Solved – How exactly are standardized residuals calculated

excelregressionresiduals

I'm working on a model for something and at the moment I prefer working solely in Excel. I've been double checking the results of the linear model in JMP, Minitab, and Statistica, and (more or less) been getting the same answers.

One thing that's coming out odd though is my standardized residuals, I'm getting much different answers than Excel's regression routine, and I know it has to do with how I am calculating them:

The standard deviation of our population varies relative to the output, so we work in terms of the relative standard deviation. We have an assumed %RSD of 5% (based on a lot of previous work, we also have reason to assume normality). From this I standardize the residuals by saying $\frac{(x-u)}{u\cdot RSD}$ where x = the observed value and u = the predicted value, so x-u = the residual.
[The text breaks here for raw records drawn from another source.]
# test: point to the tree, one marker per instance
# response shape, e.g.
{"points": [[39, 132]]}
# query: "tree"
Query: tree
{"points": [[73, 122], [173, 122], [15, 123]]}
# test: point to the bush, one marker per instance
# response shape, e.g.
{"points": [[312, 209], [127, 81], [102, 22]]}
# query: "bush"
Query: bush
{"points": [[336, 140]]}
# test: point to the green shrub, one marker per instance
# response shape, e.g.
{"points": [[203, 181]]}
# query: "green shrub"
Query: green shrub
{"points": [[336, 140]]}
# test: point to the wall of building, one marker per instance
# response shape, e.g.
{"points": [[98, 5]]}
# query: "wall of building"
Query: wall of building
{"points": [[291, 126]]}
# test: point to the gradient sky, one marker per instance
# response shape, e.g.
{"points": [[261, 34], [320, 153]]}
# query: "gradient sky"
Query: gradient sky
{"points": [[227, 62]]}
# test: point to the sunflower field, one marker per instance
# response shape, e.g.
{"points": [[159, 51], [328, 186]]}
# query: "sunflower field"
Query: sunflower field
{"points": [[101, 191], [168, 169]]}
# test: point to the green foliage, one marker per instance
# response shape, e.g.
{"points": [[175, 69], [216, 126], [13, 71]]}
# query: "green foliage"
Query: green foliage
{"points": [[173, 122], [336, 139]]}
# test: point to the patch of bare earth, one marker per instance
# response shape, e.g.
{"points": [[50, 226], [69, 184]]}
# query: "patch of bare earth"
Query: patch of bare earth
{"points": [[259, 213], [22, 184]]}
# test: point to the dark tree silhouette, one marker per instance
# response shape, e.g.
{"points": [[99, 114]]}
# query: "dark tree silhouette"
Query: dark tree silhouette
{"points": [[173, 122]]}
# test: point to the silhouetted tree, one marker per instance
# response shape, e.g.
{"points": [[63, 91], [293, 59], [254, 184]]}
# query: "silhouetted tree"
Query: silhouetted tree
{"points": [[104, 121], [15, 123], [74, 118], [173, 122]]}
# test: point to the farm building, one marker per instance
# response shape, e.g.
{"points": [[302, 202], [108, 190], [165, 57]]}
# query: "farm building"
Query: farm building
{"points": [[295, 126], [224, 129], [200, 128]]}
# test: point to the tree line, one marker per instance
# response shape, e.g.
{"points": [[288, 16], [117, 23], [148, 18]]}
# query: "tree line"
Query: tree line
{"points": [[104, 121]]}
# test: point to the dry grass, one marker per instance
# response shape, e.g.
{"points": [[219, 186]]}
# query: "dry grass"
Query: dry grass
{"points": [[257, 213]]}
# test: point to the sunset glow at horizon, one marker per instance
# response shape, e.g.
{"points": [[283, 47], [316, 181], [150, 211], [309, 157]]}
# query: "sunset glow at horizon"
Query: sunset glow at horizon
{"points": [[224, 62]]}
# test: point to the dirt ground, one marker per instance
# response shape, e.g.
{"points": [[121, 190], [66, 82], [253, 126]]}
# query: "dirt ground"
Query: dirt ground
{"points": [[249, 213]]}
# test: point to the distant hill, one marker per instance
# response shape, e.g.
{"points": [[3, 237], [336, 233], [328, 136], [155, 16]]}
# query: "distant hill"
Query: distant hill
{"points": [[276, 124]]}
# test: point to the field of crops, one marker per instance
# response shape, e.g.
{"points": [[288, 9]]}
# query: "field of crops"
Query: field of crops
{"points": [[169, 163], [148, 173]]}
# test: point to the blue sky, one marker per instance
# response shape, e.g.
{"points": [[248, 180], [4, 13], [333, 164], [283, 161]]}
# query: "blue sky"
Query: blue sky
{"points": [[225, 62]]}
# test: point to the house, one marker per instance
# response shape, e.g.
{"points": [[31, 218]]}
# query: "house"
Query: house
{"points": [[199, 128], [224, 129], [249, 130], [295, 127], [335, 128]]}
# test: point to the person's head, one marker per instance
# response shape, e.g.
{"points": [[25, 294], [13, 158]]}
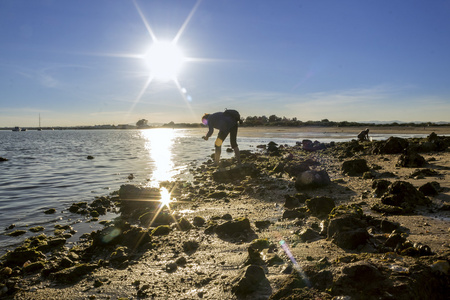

Note that $u\cdot RSD = s$. Simple z-score. Problem is that the values Excel is giving me for the standardized residuals are much different than mine. This isn't exactly surprising since I am using a varying standard deviation. But their values don't seem to be tied to the reality of the data. One observation could be off by as much as 50% (around 6 standard deviations away) and the standardized residuals I'm given are only like 2 or 3.

Anyways, I'm having a really hard time finding out exactly how the residuals are standardized in a linear regression. Any help would be appreciated

Best Answer

The statistical tools in Excel have always been black boxes. There's nothing for it but to do some forensic reverse-engineering. By performing a simple regression in Excel 2013, involving the data $x=(1,2,3,4,5,6,7,8,9)$ and $y=(2,1,4,3,6,5,9,8,7)$, and requesting "standardized residuals" in the dialog, I obtained output that states

  • The "Standard Error" is $1.3723\ldots$.

  • There are $9$ observations.

  • The residuals $r_i$ are $(0.5333\ldots, -1.35, \ldots, 0.35, -1.533\ldots)$.

  • The corresponding "Standard Residuals" are $(0.4154\ldots, -1.0516\ldots, \ldots, 0.2726\ldots, -1.1944\ldots)$.

Since "standardized" values are typically numbers divided by some estimate of their standard error, I compared these "Standard Residuals" to the residuals and to the "Standard Error." Knowing that various formulas for variances are sums of squares of residuals $r_i$ divided variously by $n$ (the number of data) or $n-p$ (the number of data reduced by the number of variables, in this case two: one for the intercept and a second for the slope), I squared everything in sight. It became immediately obvious that Excel is computing the "Standard Residual" as

$$\frac{r_i}{\sqrt{\frac{1}{n-1}\sum_{i=1}^n r_i^2}}.$$

This formula reproduced Excel's output exactly--not even a trace of floating point roundoff error.

The denominator is what would be computed by Excel's STDEV function. For residuals from a mean, it is an unbiased estimate of their variance. For residuals in a regression, however, it has no standard meaning or value. It's garbage! But now you know how to compute it... .